A Levallois, il a présenté le nouvel instrument de communication de son leadership tarifaire : une borne équipée d’un scanner de code-barres et d’un iPad permettant aux clients de connaître la différence existant entre le prix Leclerc et celui pratiqué par les magasins concurrents situés dans la même zone de chalandise. L’exercice porte sur ce que les panélistes appellent les produits « majeurs », c’est-à-dire les produits alimentaires et de grande consommation de marques les plus achetés par les Français, soit un échantillon de 1.945 articles.

Sa propre base de données

Devant l’impossibilité légale de publier les résultats de l’indice Nielsen qui fait référence, Leclerc établit sa propre base de données.

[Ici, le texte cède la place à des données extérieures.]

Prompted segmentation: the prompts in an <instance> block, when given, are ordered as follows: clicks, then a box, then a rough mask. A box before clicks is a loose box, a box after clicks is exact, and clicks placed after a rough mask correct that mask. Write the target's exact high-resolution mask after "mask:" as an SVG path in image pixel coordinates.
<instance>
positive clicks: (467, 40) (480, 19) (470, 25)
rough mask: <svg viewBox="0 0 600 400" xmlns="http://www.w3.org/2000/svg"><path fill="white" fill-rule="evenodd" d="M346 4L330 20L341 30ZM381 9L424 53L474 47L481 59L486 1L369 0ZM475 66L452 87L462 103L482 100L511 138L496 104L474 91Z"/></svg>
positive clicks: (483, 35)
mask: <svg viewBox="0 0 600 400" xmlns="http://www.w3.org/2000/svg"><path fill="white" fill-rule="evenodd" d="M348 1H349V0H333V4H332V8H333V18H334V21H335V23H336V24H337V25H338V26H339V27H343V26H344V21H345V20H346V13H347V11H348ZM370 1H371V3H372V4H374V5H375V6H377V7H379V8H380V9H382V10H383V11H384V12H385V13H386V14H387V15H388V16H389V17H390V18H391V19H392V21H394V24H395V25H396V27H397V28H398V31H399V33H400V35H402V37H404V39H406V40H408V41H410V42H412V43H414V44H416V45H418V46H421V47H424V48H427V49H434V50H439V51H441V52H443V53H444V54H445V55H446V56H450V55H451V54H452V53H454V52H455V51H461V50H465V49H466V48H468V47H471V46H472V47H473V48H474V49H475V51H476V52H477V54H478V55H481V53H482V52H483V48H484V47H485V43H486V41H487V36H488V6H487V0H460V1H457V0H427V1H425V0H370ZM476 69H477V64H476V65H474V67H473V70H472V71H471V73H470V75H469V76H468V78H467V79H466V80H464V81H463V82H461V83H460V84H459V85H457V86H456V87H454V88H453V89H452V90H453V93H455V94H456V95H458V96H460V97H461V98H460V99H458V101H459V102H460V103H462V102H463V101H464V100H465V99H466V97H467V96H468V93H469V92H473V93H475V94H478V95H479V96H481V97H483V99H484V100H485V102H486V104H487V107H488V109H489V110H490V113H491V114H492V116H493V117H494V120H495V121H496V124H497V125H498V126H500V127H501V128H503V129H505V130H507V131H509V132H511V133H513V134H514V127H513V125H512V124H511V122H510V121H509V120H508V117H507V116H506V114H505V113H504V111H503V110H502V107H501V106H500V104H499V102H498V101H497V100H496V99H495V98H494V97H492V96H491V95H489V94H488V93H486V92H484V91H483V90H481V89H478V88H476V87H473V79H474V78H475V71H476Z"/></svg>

Pour ce faire, les services centraux du groupement compilent plusieurs relevés de prix : ceux effectués par leurs équipes au niveau national depuis la création, en 2006 du comparateur Internet Quiestlemoinscher. com ; ceux réalisés par chaque magasin dans sa zone de chalandise ; et, surtout, toutes les informations disponibles sur les sites Web des enseignes qui exploitent des drives, ces points de livraison des commandes effectuées sur Internet.

La borne ajoute une brique au dispositif de comparaison de prix de Leclerc, après le site Internet et l’application mobile développée en 2011 et y apporte une dimension locale, la plus importante, les enseignes établissant leurs prix localement.

Dans le même temps, à la veille de l’examen du projet de loi Hamon sur la consommation, qui ouvre la porte à l’indexation des prix sur les tarifs des matières premières, Michel-Edouard Leclerc mène une charge politique. Il a rencontré vendredi dernier le président de la République et son conseiller Emmanuel Macron pour éviter ce qui reviendrait, selon lui, « à donner une prime aux spéculateurs ». Quant au retour sur la négociabilité qui pourrait intervenir pendant la discussion, sous l’influence de la filière agroalimentaire, il affirme, solennel : « On ne nous fera pas remonter nos prix. » Et de fustiger « les gros industriels qui se cachent derrière les petits » pour tenter de faire passer la mesure.